1 Introduction
Cloud services have become a reality for most of the businesses over the course of the past years. For most businesses, “cloud first” has become the norm, not the exception anymore. In consequence, more and more of the business workloads are shifting to the cloud, into as-a-service deployment models. The reality of business systems today is hybrid for most organizations.
This evolution requires other IT services such as IAM (Identity and Access Management) to follow that trend. This critical IT capability should run where the critical services run that need to be supported and protected. There is no way to split identity services into disparate services for the “old” and “new” IT. There is a need for a hybrid IAM. While this tended to be an on-premises IAM with some support for cloud services, it is about to shift to cloud IAM with strong support for existing on premises business services with more and more business workloads shifting to the cloud.
Over the past years, a growing number of IDaaS (Identity as a Service) solution has appeared on the market. However, many if not most of these are focused on some part of IAM, which is supporting Single Sign-On (SSO) of users and adaptive authentication schemes. Unfortunately, IAM is not done with authenticating a user. It is about managing the identities and their entitlements, it is about authenticating, and it is about authorizing access. IDaaS services that are just SSO and authentication services lack the depth that is required for successfully securing and governing business applications. A comprehensive approach on IDaaS requires a broader coverage.
However, as the shift of business workloads is a long-term journey for most businesses, moving from on-premises IAM to IDaaS while delivering comprehensive support for IAM capabilities across all target systems, independent of their deployment model, is a multi-step journey as well.

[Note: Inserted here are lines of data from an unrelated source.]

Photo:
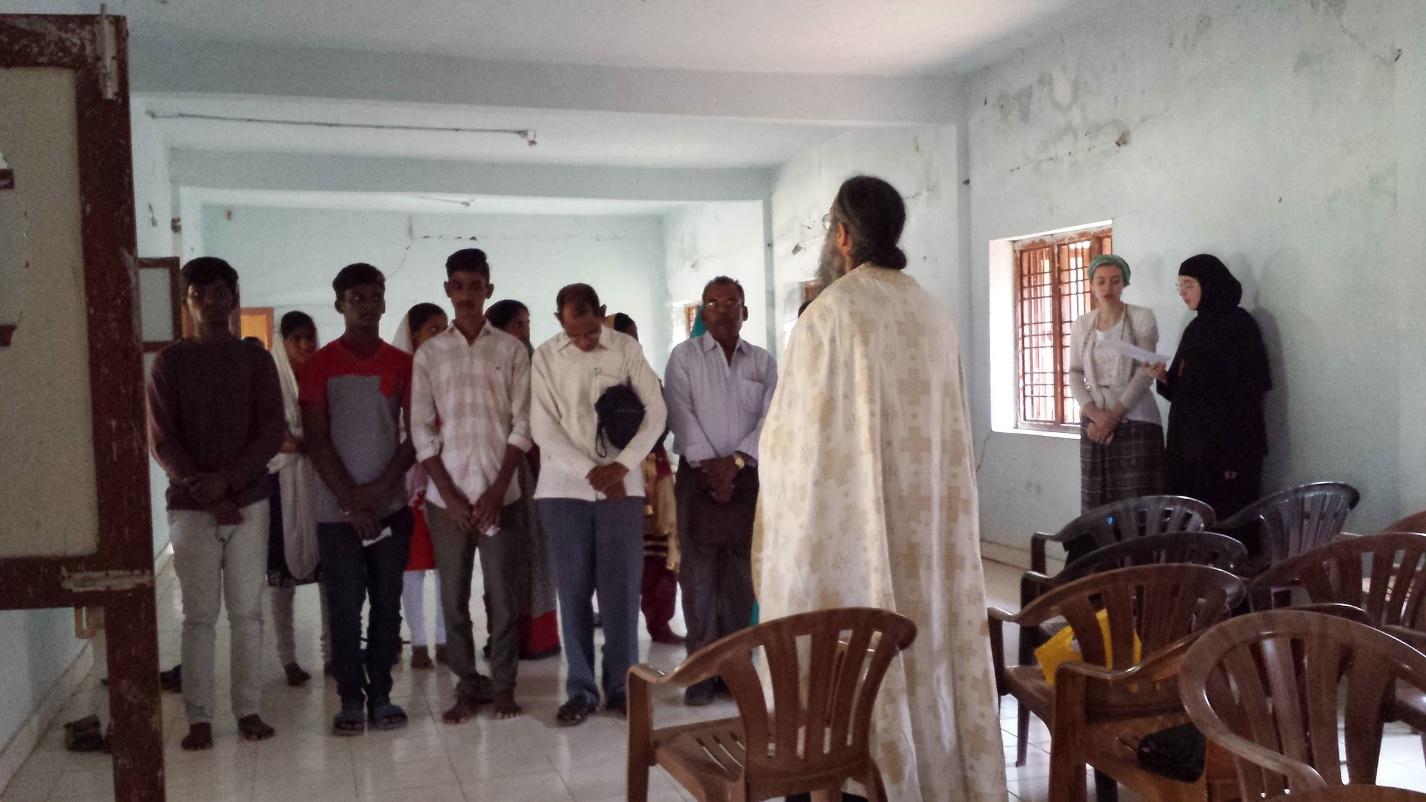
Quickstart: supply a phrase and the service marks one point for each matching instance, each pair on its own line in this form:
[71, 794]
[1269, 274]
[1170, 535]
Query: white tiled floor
[524, 759]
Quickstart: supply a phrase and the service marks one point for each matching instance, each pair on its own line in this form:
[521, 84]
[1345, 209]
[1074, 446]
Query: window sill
[1040, 433]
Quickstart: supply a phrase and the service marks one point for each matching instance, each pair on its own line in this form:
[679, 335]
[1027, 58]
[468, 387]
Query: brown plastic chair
[1097, 711]
[1125, 520]
[1355, 794]
[1198, 548]
[1265, 687]
[1383, 575]
[789, 748]
[1289, 523]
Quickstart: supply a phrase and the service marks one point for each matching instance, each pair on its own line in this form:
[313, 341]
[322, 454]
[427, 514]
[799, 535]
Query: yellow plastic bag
[1063, 648]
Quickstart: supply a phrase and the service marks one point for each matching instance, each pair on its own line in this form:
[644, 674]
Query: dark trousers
[716, 580]
[354, 574]
[455, 560]
[598, 548]
[660, 588]
[1225, 495]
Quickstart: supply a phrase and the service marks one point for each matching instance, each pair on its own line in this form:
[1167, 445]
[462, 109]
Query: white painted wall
[287, 259]
[153, 226]
[716, 239]
[1265, 133]
[921, 163]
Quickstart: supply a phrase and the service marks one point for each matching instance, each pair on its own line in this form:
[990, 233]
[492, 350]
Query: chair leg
[1021, 732]
[1067, 782]
[1105, 789]
[876, 788]
[638, 779]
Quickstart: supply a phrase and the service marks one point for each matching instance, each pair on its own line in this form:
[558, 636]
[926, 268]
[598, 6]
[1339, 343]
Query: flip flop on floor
[384, 715]
[575, 711]
[350, 722]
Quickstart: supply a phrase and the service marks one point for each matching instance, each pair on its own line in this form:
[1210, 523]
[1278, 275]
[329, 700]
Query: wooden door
[73, 467]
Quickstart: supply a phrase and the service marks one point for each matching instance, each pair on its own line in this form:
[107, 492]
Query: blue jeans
[598, 548]
[351, 572]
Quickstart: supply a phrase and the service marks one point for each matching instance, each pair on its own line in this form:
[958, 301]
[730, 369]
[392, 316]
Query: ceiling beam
[278, 171]
[218, 67]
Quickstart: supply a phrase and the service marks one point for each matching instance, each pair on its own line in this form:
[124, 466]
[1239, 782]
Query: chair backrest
[1141, 517]
[823, 728]
[1301, 518]
[1265, 687]
[1382, 574]
[1356, 794]
[1198, 548]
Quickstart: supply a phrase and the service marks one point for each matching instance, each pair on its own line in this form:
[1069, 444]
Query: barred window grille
[1051, 290]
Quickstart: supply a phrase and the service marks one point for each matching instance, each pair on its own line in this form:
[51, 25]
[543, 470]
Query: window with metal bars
[1051, 290]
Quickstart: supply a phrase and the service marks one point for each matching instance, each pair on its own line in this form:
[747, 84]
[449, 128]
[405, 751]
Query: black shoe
[700, 694]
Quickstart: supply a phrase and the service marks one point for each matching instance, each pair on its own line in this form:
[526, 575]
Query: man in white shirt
[717, 391]
[469, 420]
[591, 493]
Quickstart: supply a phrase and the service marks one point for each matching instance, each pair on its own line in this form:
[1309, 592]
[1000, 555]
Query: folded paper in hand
[1135, 353]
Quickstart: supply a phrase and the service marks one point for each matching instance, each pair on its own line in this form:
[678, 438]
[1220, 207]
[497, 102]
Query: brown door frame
[120, 575]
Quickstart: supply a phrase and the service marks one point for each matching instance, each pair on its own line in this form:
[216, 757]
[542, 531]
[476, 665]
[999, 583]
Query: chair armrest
[1033, 584]
[996, 620]
[1415, 637]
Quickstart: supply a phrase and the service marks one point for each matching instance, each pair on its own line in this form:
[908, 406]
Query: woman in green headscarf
[1121, 443]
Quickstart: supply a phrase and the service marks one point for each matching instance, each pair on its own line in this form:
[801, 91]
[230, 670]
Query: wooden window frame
[1061, 320]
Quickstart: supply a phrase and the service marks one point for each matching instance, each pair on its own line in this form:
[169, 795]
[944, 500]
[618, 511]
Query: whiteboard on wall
[47, 483]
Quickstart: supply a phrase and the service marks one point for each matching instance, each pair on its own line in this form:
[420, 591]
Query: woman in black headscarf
[1215, 424]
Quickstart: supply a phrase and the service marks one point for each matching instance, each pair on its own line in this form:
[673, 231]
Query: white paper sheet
[1135, 353]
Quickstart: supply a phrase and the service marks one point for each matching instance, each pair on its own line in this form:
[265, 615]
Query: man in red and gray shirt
[355, 397]
[214, 420]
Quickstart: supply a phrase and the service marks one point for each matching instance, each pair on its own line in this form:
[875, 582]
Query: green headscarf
[1111, 260]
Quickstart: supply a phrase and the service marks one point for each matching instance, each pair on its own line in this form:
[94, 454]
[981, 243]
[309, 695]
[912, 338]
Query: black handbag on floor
[1175, 752]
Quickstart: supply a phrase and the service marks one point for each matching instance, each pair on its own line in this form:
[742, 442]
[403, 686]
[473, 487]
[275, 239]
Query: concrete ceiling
[435, 203]
[563, 137]
[886, 37]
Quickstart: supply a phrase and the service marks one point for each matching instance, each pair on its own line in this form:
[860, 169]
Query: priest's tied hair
[874, 214]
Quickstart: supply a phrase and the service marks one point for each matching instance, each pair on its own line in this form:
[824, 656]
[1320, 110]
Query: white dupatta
[297, 480]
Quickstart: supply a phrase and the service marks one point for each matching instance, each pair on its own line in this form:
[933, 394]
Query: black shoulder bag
[621, 414]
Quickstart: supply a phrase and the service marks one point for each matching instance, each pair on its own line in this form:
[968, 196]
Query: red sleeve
[311, 390]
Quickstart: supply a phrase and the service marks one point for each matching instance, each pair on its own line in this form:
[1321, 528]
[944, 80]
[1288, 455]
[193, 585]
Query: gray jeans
[220, 565]
[598, 548]
[455, 564]
[285, 628]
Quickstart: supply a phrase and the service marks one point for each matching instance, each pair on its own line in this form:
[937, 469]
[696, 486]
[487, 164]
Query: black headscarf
[1218, 377]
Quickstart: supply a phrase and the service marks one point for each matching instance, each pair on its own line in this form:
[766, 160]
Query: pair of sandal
[579, 708]
[380, 715]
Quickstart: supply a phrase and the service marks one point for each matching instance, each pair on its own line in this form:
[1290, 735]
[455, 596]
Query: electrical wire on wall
[528, 134]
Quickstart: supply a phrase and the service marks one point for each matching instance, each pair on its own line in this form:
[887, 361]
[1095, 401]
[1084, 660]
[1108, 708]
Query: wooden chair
[1265, 687]
[790, 748]
[1121, 521]
[1098, 709]
[1291, 523]
[1199, 548]
[1356, 794]
[1383, 575]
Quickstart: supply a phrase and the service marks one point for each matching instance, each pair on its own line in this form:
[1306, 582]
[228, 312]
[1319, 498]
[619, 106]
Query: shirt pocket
[750, 396]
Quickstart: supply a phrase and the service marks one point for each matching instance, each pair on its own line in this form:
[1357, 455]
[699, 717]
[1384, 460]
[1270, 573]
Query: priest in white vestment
[869, 500]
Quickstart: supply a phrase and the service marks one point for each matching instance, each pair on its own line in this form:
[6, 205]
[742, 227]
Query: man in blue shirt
[717, 390]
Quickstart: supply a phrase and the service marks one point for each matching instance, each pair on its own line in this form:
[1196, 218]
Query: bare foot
[505, 707]
[198, 738]
[462, 711]
[253, 728]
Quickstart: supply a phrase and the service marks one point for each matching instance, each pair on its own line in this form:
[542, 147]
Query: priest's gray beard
[833, 266]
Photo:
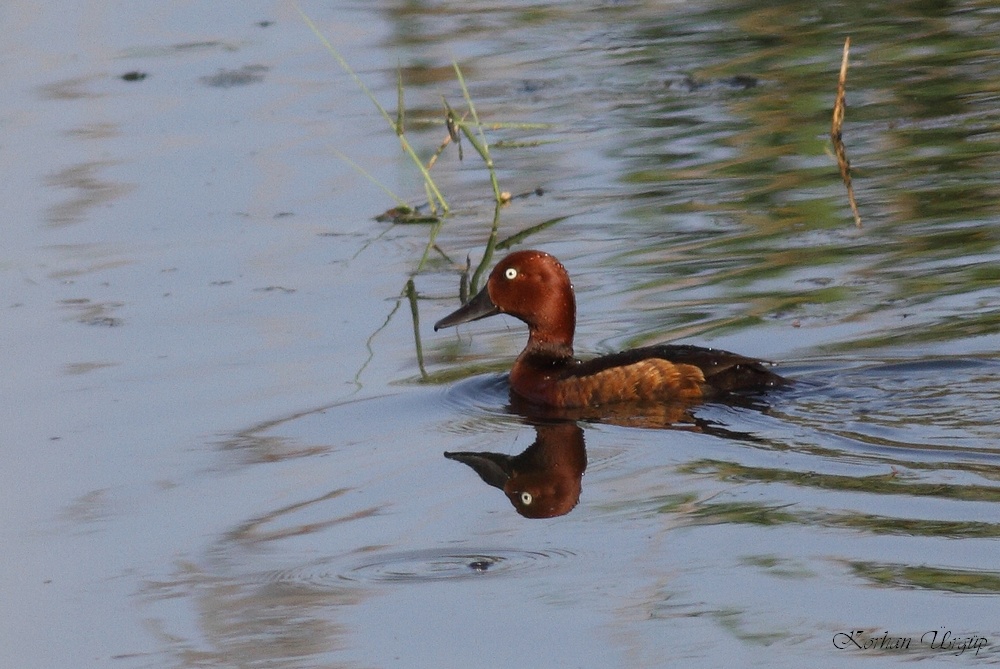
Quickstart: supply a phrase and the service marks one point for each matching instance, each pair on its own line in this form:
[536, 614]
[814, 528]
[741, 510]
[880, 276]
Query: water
[224, 442]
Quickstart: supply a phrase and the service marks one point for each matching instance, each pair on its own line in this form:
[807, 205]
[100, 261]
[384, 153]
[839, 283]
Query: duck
[535, 288]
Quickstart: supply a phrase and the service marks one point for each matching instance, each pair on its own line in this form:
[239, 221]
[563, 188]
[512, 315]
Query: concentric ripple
[435, 565]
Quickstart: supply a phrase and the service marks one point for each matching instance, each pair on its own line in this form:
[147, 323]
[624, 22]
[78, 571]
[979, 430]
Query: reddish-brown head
[531, 286]
[535, 288]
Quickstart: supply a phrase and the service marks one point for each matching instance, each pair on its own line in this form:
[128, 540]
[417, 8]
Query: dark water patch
[925, 577]
[244, 76]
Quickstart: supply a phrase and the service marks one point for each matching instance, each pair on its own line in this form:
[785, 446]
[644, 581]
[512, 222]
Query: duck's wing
[723, 371]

Running comprehensive IAM capabilities as a managed service is one of the options organizations have on that journey.
Many of today’s investments into IDaaS don’t follow a well-thought-out strategy, but are tactical: There appear some new cloud services, thus connectors or SSO are added. However, when looking at the mid-term IT strategy (commonly a “cloud first” or “cloud preferred” approach) and the mid-term IT reality, which is hybrid for most organizations, a well-planned approach must be taken.
Part of this approach is to start with a clear focus on and acceptance of the hybrid reality of IT. While “cloud first” might be the strategy, the reality is different. Moving to an “IDaaS first” approach is a consequent in the shift to as-a-service models. Thus, businesses need to decide when to best make this step and how. Here, managed IAM comes into play, which allows having a high degree of individuality for the specifics of an enterprise, while being run as a service.
While there is not the single one approach to modernize IAM the right way, managed services are a viable option that balance the challenges of fulfilling organization-specific requirements, supporting complex hybrid environments, and allowing for a gradual step towards an easy-to-manage IAM, without the trade-off in depth and breadth of capabilities most IDaaS solutions still have.
One of the emerging players in this market is iC Consult with their subsidiary Service Layers, that builds custom, managed IAM services based on leading-edge IAM products.